この勉強会は、今後さらに重要な社会的資産となる既存マンションについて、戦略的維持管理の観点から備えるべき性能や改修技術・制度を明確化しようと、本年2月に設置された。
今回の提言では、大規模修繕・改修に当たり、多数の区分所有者が納得し、合意形成できる情報を▽所有者が問題に気付く▽専門家に調査診断を依頼する▽専門家から所有者に提案する▽所有者が工事を発注する―といった各段階で提供していくことが必要とした。具体的な取り組みとしては、マンションの修繕・改修に必要な資金を算出する上で重要となる長期修繕計画について、国が示す標準様式を見直し、性能向上を目的とした改修工事などを積極的に盛り込むことを例示した。
また、共同住宅の調査診断、修繕・改修をより効果的に実施できる技術開発を推進するため、再生に向けたモデル的な取り組みを促すとともに、モデル的な事例の周知に努めることを提起。
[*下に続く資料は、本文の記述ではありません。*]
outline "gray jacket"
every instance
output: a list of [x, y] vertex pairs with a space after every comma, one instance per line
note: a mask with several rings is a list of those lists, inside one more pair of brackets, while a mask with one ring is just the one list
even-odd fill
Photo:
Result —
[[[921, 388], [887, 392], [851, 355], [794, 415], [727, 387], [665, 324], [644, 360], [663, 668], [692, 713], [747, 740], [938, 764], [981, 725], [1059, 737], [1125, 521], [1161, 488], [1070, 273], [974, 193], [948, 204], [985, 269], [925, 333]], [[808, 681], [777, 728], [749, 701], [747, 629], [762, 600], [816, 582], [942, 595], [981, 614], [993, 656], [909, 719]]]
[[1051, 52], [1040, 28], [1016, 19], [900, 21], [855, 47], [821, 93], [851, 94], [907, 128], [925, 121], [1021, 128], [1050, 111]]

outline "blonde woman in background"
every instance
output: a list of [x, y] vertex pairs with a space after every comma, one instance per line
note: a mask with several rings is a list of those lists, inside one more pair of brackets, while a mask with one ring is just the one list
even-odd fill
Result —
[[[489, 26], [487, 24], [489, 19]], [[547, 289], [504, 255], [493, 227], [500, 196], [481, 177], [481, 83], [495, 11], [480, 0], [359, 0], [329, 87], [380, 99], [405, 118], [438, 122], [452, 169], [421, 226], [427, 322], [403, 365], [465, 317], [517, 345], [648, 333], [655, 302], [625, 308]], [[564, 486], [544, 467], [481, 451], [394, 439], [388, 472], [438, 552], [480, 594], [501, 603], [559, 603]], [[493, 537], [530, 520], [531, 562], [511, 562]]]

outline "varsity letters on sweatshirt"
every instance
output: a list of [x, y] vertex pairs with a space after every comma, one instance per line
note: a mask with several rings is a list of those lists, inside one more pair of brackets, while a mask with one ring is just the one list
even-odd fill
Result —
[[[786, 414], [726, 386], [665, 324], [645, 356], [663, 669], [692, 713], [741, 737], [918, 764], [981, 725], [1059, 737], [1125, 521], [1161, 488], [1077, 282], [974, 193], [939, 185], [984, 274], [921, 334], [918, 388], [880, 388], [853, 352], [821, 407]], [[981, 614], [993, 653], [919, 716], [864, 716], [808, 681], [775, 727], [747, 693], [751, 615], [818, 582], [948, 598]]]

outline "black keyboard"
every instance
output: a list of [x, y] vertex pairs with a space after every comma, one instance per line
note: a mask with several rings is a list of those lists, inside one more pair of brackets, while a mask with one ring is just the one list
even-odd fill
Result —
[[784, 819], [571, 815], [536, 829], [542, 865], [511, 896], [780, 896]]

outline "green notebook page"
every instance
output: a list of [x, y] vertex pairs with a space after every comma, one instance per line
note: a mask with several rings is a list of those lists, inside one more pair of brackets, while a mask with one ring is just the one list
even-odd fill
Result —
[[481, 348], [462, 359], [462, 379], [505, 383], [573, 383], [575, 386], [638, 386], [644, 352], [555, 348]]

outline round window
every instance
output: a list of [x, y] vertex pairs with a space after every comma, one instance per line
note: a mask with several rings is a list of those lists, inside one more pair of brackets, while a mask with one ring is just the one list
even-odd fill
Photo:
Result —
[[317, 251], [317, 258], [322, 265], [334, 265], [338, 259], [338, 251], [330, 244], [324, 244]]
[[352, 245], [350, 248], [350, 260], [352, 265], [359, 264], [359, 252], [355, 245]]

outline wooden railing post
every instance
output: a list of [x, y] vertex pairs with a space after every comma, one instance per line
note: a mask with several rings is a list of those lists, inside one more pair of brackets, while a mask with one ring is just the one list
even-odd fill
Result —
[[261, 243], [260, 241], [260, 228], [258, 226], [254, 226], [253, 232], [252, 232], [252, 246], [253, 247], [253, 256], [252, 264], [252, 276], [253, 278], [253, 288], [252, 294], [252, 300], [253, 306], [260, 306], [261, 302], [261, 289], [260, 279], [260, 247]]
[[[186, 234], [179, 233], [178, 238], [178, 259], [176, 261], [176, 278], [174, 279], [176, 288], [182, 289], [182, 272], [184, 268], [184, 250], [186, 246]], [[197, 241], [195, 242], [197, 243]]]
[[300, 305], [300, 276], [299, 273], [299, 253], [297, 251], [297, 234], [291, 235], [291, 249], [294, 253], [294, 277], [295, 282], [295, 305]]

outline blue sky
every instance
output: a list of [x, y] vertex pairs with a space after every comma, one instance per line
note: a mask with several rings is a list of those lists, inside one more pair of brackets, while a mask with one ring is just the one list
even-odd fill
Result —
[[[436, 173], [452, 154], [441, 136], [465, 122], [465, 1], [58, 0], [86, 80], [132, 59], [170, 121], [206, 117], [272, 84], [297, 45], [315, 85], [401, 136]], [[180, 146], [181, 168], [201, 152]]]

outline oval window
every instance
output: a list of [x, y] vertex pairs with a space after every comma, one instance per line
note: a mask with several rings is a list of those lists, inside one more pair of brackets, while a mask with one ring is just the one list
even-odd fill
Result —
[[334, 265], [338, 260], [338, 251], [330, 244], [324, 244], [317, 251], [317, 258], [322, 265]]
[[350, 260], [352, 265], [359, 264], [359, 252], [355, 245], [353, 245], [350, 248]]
さらに、老朽化したマンションについて、改修か建て替えかを合理的に選択するのに役立つ技術的な知見の集積に期待感を示した。
勉強会では、▽耐久性・耐用性▽環境・省エネルギー性能▽耐震性▽防災性▽高齢者対応―といった分野ごとに、再生技術や工事の費用、進め方などを盛り込んだ「技術資料」と、個別の調査診断技術・改修技術が適用できる建物の部位などの情報を集約した「個別技術シート」を作成した。提言では、これらを関係者が直接閲覧できるよう、インターネットなどで公開することが重要とした。